Com a interposição do recurso apresentou alegações, que rematou com as seguintes conclusões: «(...)

A - Vem o presente recurso interposto da douta sentença que julgou procedente a impugnação judicial contra os despachos de indeferimento dos pedidos de revisão oficiosa das retenções na fonte referentes aos períodos de setembro a dezembro de 2010 em sede de IRC, proferido pela Sra. Chefe de Divisão Administrativa da Direção de Serviços do IRC, por subdelegação de competências, no valor global de € 25.480,21.

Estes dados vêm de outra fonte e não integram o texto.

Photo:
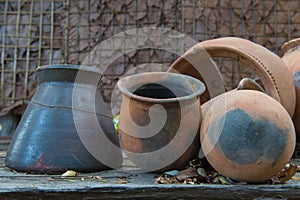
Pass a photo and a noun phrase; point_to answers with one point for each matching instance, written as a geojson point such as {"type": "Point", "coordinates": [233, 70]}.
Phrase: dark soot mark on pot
{"type": "Point", "coordinates": [245, 142]}
{"type": "Point", "coordinates": [157, 91]}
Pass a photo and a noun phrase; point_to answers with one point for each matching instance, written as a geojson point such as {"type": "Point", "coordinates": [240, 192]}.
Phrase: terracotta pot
{"type": "Point", "coordinates": [57, 131]}
{"type": "Point", "coordinates": [159, 119]}
{"type": "Point", "coordinates": [276, 80]}
{"type": "Point", "coordinates": [247, 135]}
{"type": "Point", "coordinates": [291, 57]}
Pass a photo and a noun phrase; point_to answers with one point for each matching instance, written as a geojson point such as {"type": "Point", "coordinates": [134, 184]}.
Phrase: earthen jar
{"type": "Point", "coordinates": [159, 119]}
{"type": "Point", "coordinates": [247, 135]}
{"type": "Point", "coordinates": [291, 57]}
{"type": "Point", "coordinates": [59, 131]}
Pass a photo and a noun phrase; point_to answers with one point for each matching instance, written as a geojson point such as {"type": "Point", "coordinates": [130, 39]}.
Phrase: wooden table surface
{"type": "Point", "coordinates": [116, 184]}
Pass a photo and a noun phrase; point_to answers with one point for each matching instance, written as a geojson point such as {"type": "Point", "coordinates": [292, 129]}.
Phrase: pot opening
{"type": "Point", "coordinates": [158, 91]}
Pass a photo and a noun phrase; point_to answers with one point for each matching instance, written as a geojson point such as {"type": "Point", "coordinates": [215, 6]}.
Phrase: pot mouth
{"type": "Point", "coordinates": [290, 44]}
{"type": "Point", "coordinates": [69, 67]}
{"type": "Point", "coordinates": [175, 87]}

B - O Tribunal ad quo decidiu pela “devolução à Direção de Serviços do Imposto sobre o Rendimento das Pessoas Coletivas, dos pedidos de revisão apresentados para que aí sejam apreciados e decididos a devolução à Direção de Serviços do Imposto sobre o Rendimento das Pessoas Coletivas, dos pedidos de revisão apresentados para que aí sejam apreciados e decididos.”

C - Para tanto concluiu a douta sentença que: “(…) Atendendo a que ao abrigo do disposto no nº 1 do artigo 78º.º da LGT o Impugnante dispunha do prazo de 4 anos para deduzir os competentes pedidos de revisão oficiosa, é notório que os pedidos apresentados pelo Impugnante são tempestivos.

Assim, verificando-se preenchidos os pressupostos necessários à apresentação de pedido de revisão oficiosa e sendo tempestivos os sobreditos pedidos, a AT estava obrigada legalmente a conhecer de tais pedidos, procedendo nesta parte o alegado.”

D - O artigo 78º da LGT tal como consta da respetiva epígrafe, contempla a revisão dos atos tributários.

E - O texto do artigo 78.º da LGT não faz qualquer referência às retenções na fonte, o que se nos afigura que tal disposição legal não foi delineada para os casos de retenção na fonte.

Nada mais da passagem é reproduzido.